A Survey of Medical Oncologists and Interviews with Payers in the EU5 Hepatocellular carcinoma (HCC), thyroid cancer, gastrointestinal stromal tumor (GIST), and neuroendocrine tumors (NETs) fall into the category of rare cancers as defined by the EMA—diseases with a prevalence of fewer than 5 cases out of a population of 10,000. Efficacious treatments are lacking for many rare or niche cancers, signifying a high level of unmet need and an opportunity for drug developers. Manufacturers can apply for orphan designation for emerging drugs for rare cancers, which if successful, may result in several financial incentives such as ten-year market exclusivity and reduced fees.

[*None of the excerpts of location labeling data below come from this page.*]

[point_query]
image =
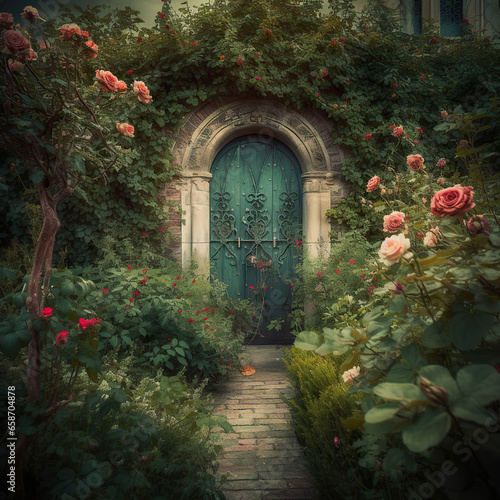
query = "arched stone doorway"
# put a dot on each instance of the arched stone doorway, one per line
(306, 133)
(256, 227)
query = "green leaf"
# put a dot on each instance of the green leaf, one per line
(433, 338)
(63, 305)
(381, 413)
(309, 341)
(469, 409)
(429, 430)
(480, 382)
(398, 392)
(468, 329)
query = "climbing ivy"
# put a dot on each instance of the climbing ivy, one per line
(358, 69)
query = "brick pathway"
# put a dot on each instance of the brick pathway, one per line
(262, 458)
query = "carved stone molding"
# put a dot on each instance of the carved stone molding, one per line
(207, 130)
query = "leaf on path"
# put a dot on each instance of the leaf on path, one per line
(247, 370)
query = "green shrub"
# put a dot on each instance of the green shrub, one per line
(323, 402)
(131, 436)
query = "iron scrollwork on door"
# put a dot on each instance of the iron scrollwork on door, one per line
(222, 222)
(288, 222)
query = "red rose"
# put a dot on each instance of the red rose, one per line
(109, 82)
(415, 162)
(452, 201)
(14, 42)
(94, 48)
(47, 312)
(373, 183)
(142, 92)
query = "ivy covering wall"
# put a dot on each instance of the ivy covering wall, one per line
(360, 70)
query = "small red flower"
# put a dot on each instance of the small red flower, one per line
(61, 337)
(47, 312)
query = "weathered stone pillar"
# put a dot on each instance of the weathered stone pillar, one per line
(195, 193)
(316, 201)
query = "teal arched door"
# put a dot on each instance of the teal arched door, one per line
(255, 227)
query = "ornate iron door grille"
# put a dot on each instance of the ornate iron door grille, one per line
(256, 198)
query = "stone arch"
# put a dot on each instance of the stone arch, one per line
(306, 133)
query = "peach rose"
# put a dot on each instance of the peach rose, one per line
(397, 131)
(373, 183)
(6, 20)
(351, 374)
(31, 14)
(109, 82)
(142, 92)
(13, 42)
(125, 129)
(91, 45)
(430, 238)
(415, 162)
(393, 248)
(452, 201)
(393, 222)
(68, 30)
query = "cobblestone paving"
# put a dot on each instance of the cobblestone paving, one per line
(262, 458)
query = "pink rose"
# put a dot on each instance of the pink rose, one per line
(6, 20)
(430, 238)
(415, 162)
(109, 82)
(31, 14)
(61, 337)
(125, 129)
(397, 131)
(13, 42)
(94, 48)
(351, 374)
(373, 183)
(69, 30)
(393, 222)
(393, 248)
(452, 201)
(47, 312)
(142, 92)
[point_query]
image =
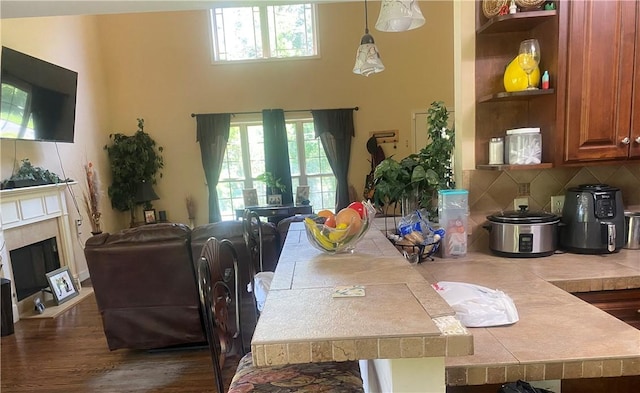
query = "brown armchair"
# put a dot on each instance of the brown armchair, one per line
(145, 287)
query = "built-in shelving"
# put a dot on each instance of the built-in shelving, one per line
(515, 95)
(507, 167)
(497, 110)
(521, 21)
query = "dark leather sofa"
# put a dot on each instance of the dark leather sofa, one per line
(144, 282)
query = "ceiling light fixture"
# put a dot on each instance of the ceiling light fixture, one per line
(399, 15)
(367, 57)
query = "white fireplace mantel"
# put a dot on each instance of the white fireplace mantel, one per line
(22, 212)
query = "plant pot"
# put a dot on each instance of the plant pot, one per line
(274, 199)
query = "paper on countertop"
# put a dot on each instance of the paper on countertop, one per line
(348, 291)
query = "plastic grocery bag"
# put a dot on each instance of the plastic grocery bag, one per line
(478, 306)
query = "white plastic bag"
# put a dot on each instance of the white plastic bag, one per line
(478, 306)
(263, 284)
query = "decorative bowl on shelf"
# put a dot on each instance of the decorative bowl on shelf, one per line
(340, 239)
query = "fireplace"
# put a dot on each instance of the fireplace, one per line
(30, 264)
(30, 216)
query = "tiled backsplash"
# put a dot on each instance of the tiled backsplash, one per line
(493, 191)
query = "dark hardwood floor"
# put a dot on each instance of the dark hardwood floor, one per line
(70, 354)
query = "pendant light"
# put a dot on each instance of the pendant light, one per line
(367, 57)
(399, 15)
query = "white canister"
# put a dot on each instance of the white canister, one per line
(496, 151)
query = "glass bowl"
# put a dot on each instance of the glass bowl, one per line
(339, 240)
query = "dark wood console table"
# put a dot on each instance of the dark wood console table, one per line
(277, 213)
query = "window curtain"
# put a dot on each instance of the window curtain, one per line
(335, 129)
(276, 150)
(212, 134)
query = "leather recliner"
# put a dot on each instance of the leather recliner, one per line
(144, 284)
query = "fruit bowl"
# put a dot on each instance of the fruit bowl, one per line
(342, 238)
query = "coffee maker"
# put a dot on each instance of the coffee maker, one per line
(592, 220)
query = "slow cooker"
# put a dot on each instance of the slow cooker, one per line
(522, 233)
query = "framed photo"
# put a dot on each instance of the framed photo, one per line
(250, 196)
(150, 216)
(274, 200)
(61, 284)
(302, 195)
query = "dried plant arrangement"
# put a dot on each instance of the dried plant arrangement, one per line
(191, 207)
(92, 198)
(191, 210)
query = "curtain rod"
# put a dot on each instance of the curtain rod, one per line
(355, 108)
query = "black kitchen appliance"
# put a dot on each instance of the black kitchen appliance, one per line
(522, 233)
(593, 218)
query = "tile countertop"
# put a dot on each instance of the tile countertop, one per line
(400, 316)
(558, 335)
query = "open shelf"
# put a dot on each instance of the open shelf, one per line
(507, 167)
(515, 95)
(521, 21)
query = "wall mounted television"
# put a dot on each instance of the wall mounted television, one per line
(38, 99)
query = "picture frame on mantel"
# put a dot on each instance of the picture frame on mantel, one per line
(61, 285)
(150, 216)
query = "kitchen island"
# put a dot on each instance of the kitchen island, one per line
(393, 321)
(558, 335)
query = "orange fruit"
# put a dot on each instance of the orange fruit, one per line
(325, 213)
(351, 217)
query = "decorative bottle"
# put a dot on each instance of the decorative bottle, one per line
(545, 80)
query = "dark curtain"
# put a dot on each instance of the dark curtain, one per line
(276, 150)
(335, 129)
(212, 134)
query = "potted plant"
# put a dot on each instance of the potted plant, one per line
(274, 187)
(415, 180)
(28, 176)
(134, 159)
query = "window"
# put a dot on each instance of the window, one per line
(244, 161)
(15, 119)
(263, 32)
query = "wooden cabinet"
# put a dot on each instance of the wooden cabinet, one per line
(600, 115)
(497, 43)
(623, 304)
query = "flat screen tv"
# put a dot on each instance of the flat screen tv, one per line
(38, 99)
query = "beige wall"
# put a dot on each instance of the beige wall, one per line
(159, 68)
(156, 66)
(70, 42)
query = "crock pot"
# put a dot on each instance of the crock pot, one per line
(522, 233)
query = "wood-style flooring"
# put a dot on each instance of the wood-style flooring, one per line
(69, 354)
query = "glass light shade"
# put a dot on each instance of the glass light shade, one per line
(367, 57)
(399, 15)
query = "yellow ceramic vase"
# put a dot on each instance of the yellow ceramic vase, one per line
(515, 79)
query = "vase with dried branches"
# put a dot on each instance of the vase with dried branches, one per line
(92, 198)
(191, 210)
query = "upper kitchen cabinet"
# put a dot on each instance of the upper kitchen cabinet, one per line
(600, 111)
(497, 42)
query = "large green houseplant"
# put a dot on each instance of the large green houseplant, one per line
(134, 159)
(419, 176)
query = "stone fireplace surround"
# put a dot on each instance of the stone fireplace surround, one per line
(29, 215)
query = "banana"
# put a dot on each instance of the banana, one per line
(320, 239)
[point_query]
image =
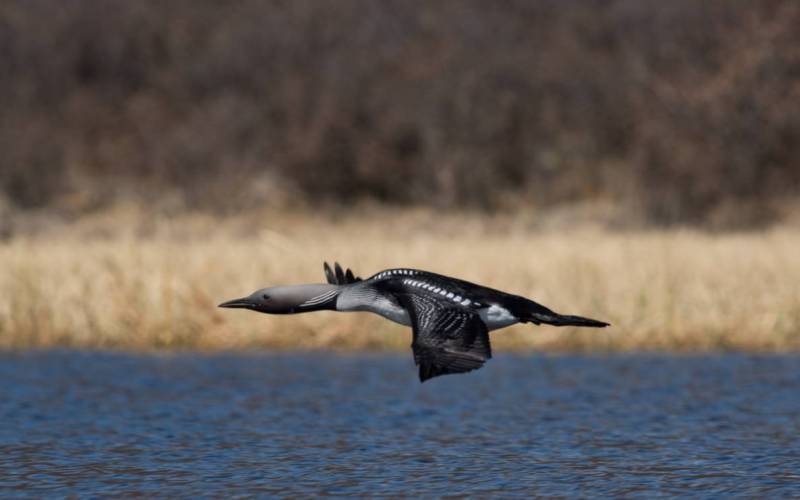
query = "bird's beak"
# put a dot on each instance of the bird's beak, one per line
(243, 303)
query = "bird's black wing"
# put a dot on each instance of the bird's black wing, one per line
(447, 338)
(339, 277)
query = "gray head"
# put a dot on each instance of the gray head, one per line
(288, 299)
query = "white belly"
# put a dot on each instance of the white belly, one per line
(497, 317)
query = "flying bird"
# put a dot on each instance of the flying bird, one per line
(450, 318)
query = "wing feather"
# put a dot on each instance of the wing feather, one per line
(447, 339)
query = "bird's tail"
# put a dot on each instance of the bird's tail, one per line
(555, 319)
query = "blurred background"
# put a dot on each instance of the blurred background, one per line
(665, 113)
(290, 131)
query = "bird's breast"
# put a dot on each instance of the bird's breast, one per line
(497, 317)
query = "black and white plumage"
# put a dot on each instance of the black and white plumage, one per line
(450, 318)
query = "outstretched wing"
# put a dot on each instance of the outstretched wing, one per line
(447, 338)
(339, 277)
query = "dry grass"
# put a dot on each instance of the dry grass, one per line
(664, 290)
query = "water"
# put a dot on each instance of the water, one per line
(272, 424)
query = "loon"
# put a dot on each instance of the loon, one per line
(450, 318)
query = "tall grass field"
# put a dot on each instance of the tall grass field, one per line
(155, 285)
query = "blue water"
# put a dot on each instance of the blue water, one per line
(286, 424)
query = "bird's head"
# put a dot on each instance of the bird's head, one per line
(290, 299)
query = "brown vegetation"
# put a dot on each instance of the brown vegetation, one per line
(678, 112)
(155, 284)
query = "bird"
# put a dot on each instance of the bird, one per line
(450, 318)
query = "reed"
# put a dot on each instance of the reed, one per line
(674, 290)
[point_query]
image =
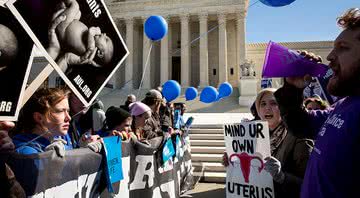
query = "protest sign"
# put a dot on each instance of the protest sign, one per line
(80, 173)
(16, 55)
(247, 144)
(168, 150)
(113, 160)
(77, 37)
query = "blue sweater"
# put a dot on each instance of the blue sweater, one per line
(37, 146)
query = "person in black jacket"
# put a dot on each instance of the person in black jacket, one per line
(289, 154)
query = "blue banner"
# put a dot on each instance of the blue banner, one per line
(113, 160)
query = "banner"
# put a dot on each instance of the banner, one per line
(77, 37)
(16, 55)
(247, 144)
(81, 173)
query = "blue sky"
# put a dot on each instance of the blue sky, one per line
(303, 20)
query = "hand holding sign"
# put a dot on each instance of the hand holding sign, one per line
(273, 166)
(113, 153)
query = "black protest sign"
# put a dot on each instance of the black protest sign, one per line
(247, 144)
(16, 52)
(78, 38)
(81, 173)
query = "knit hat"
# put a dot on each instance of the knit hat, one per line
(138, 108)
(115, 116)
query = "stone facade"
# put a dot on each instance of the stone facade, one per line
(212, 58)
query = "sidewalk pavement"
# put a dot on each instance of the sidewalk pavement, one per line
(206, 190)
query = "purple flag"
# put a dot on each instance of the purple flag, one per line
(283, 62)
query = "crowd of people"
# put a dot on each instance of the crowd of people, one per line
(314, 146)
(327, 168)
(55, 119)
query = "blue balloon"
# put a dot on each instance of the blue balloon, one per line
(276, 3)
(225, 90)
(171, 90)
(191, 93)
(155, 27)
(209, 94)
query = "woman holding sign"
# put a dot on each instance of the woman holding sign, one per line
(289, 154)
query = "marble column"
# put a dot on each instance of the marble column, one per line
(204, 61)
(222, 48)
(118, 77)
(185, 51)
(164, 62)
(241, 45)
(146, 50)
(130, 59)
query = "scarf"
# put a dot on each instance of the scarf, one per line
(277, 136)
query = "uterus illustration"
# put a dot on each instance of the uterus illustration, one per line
(245, 163)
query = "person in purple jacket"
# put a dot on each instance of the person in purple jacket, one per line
(333, 168)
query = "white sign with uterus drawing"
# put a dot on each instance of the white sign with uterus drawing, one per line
(247, 144)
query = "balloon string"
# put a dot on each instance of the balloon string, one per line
(176, 51)
(144, 71)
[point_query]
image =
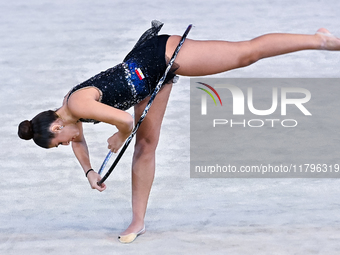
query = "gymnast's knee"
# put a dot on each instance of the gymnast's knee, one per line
(145, 146)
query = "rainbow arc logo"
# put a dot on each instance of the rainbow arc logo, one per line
(209, 93)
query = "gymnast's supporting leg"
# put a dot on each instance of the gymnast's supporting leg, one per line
(143, 164)
(197, 58)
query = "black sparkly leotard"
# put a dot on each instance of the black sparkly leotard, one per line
(130, 82)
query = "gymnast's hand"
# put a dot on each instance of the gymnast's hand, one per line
(116, 141)
(93, 178)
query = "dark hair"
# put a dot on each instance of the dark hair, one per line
(38, 128)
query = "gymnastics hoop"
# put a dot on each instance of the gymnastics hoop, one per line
(158, 87)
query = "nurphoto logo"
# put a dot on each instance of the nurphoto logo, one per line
(238, 106)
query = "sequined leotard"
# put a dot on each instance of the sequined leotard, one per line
(133, 80)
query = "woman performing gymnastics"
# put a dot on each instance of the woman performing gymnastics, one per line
(104, 97)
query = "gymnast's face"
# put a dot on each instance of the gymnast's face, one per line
(63, 134)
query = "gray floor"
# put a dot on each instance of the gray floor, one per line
(47, 206)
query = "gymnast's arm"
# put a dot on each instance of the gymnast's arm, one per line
(84, 104)
(81, 152)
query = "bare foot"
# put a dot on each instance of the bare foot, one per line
(328, 41)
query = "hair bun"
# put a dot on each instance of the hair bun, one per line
(25, 130)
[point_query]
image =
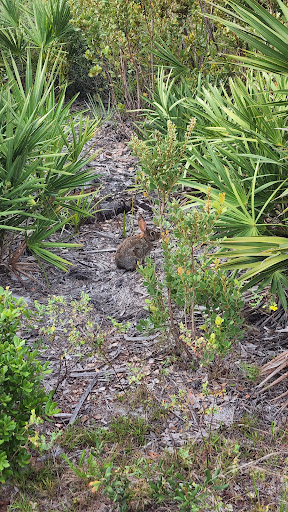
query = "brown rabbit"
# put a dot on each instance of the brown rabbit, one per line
(134, 248)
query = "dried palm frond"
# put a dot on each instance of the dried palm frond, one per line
(271, 369)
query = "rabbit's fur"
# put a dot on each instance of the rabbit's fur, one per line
(134, 248)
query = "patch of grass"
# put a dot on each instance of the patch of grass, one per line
(128, 428)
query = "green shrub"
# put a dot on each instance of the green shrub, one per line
(122, 40)
(21, 392)
(44, 26)
(41, 162)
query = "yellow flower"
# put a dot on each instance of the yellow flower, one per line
(219, 321)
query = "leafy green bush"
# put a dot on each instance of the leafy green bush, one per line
(41, 162)
(44, 26)
(21, 392)
(122, 40)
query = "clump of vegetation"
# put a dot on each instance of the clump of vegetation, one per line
(40, 164)
(122, 43)
(21, 391)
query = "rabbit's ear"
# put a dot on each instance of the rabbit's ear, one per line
(142, 224)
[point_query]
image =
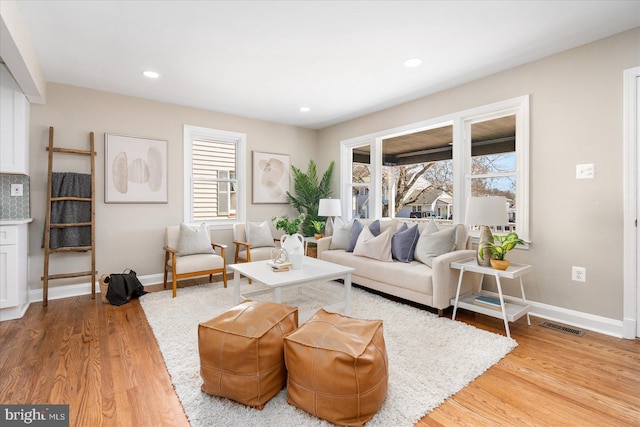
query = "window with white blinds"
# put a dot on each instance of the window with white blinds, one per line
(212, 160)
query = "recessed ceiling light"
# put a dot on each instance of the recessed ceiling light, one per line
(413, 62)
(151, 74)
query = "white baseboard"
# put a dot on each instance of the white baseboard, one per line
(67, 291)
(591, 322)
(603, 325)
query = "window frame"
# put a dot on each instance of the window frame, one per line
(240, 140)
(461, 156)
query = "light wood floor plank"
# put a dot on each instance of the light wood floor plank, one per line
(105, 363)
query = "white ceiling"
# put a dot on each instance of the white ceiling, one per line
(266, 59)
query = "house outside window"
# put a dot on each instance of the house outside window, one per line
(436, 165)
(213, 159)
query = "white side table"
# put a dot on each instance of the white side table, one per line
(509, 312)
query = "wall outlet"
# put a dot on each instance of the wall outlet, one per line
(578, 274)
(585, 171)
(16, 190)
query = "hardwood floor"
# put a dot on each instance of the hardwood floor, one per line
(105, 363)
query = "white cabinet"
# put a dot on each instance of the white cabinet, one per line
(14, 120)
(14, 293)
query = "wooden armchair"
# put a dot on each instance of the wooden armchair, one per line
(245, 251)
(191, 265)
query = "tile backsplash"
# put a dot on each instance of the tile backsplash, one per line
(16, 207)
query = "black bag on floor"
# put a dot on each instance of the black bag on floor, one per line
(123, 287)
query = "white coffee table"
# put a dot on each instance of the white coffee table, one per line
(312, 270)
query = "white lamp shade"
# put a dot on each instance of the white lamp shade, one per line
(329, 207)
(487, 211)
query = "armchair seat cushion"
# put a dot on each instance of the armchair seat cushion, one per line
(200, 262)
(257, 254)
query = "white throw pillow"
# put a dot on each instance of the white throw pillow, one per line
(376, 247)
(194, 241)
(431, 245)
(259, 234)
(341, 234)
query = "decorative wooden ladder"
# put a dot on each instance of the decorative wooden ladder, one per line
(49, 226)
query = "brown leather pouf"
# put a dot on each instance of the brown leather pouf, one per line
(241, 351)
(338, 368)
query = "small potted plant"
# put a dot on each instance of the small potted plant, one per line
(499, 248)
(288, 225)
(318, 226)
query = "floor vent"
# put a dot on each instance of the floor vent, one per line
(572, 331)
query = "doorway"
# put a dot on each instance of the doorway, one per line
(631, 309)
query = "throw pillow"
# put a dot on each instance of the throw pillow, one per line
(356, 229)
(376, 247)
(403, 243)
(374, 227)
(192, 241)
(431, 227)
(259, 234)
(341, 234)
(435, 244)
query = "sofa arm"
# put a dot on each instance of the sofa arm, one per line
(323, 244)
(445, 278)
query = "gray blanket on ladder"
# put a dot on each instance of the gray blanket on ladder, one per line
(70, 184)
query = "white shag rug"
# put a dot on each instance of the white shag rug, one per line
(430, 357)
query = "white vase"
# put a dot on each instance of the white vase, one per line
(294, 245)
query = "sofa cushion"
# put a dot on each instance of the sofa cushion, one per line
(413, 276)
(259, 234)
(376, 247)
(193, 241)
(431, 245)
(403, 243)
(341, 234)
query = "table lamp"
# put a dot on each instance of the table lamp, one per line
(329, 208)
(484, 212)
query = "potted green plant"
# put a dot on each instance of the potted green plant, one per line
(499, 248)
(288, 225)
(309, 188)
(318, 226)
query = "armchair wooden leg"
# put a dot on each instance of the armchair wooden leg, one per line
(174, 282)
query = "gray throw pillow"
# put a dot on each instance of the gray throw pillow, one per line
(259, 234)
(403, 243)
(341, 234)
(356, 229)
(193, 241)
(435, 244)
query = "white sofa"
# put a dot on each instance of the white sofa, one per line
(414, 281)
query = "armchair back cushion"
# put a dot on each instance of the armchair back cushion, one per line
(259, 234)
(190, 241)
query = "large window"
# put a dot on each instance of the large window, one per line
(213, 160)
(429, 169)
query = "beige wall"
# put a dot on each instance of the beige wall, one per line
(576, 117)
(130, 235)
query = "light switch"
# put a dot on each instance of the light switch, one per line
(16, 189)
(585, 171)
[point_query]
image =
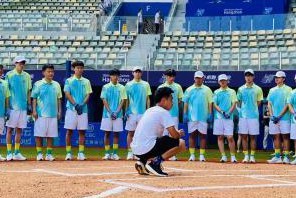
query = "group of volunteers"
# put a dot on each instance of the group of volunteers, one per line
(152, 131)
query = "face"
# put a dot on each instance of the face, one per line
(167, 102)
(137, 74)
(114, 78)
(223, 83)
(279, 81)
(20, 65)
(249, 78)
(198, 81)
(48, 74)
(170, 79)
(78, 70)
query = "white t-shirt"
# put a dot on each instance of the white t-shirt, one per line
(157, 17)
(140, 17)
(150, 127)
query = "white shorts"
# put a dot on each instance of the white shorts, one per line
(132, 122)
(202, 127)
(74, 121)
(2, 126)
(248, 126)
(108, 124)
(46, 127)
(223, 127)
(293, 132)
(176, 124)
(282, 127)
(17, 119)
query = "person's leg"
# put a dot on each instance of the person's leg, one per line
(115, 142)
(107, 142)
(38, 141)
(18, 133)
(68, 141)
(192, 143)
(81, 141)
(8, 140)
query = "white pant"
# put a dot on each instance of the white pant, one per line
(282, 127)
(223, 127)
(176, 124)
(202, 127)
(132, 122)
(74, 121)
(17, 119)
(108, 124)
(248, 126)
(46, 127)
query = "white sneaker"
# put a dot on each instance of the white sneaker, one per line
(293, 162)
(107, 156)
(81, 156)
(246, 159)
(49, 157)
(115, 157)
(9, 157)
(39, 157)
(252, 159)
(202, 158)
(130, 156)
(286, 160)
(18, 157)
(275, 160)
(233, 159)
(223, 159)
(174, 158)
(68, 157)
(2, 159)
(192, 158)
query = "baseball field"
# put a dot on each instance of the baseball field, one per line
(97, 178)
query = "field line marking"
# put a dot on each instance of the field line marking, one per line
(112, 191)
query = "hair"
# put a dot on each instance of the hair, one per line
(163, 92)
(170, 72)
(77, 63)
(114, 72)
(47, 66)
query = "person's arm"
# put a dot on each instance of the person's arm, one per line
(35, 115)
(176, 134)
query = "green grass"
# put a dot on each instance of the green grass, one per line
(98, 153)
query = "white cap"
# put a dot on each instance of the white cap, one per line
(198, 74)
(249, 71)
(19, 59)
(137, 68)
(222, 77)
(280, 74)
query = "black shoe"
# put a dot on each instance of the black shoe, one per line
(140, 167)
(155, 169)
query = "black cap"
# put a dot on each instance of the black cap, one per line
(114, 72)
(170, 72)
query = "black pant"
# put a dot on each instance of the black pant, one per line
(162, 145)
(156, 28)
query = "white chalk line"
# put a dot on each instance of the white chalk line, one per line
(110, 192)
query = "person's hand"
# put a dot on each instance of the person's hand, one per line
(35, 115)
(185, 118)
(78, 109)
(275, 119)
(210, 117)
(226, 115)
(181, 132)
(114, 115)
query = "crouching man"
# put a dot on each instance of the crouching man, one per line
(149, 143)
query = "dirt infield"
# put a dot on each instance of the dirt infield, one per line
(119, 179)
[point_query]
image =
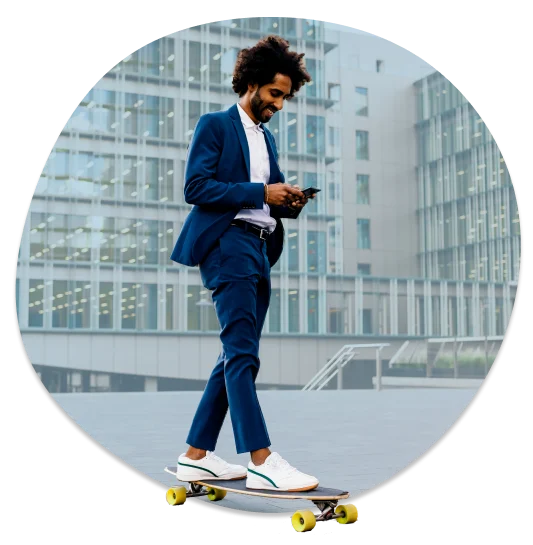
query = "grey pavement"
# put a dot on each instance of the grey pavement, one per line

Several premium-priced targeted agents have been approved in Europe for HCC, thyroid cancer, GIST, and NETs, and although many have the benefit of orphan drug designation, all are subject to prescribing and/or distribution guidelines and controls impacting uptake. Furthermore, regional variations in drug access, notably in Italy, Spain, and the UK, and delays between EMA drug approval and the completion of country-specific pricing and reimbursement negotiations further impact uptake. Developers of emerging therapies for niche and rare cancers should be mindful of the barriers and levers to market access for such therapies in the cost-constrained EU5.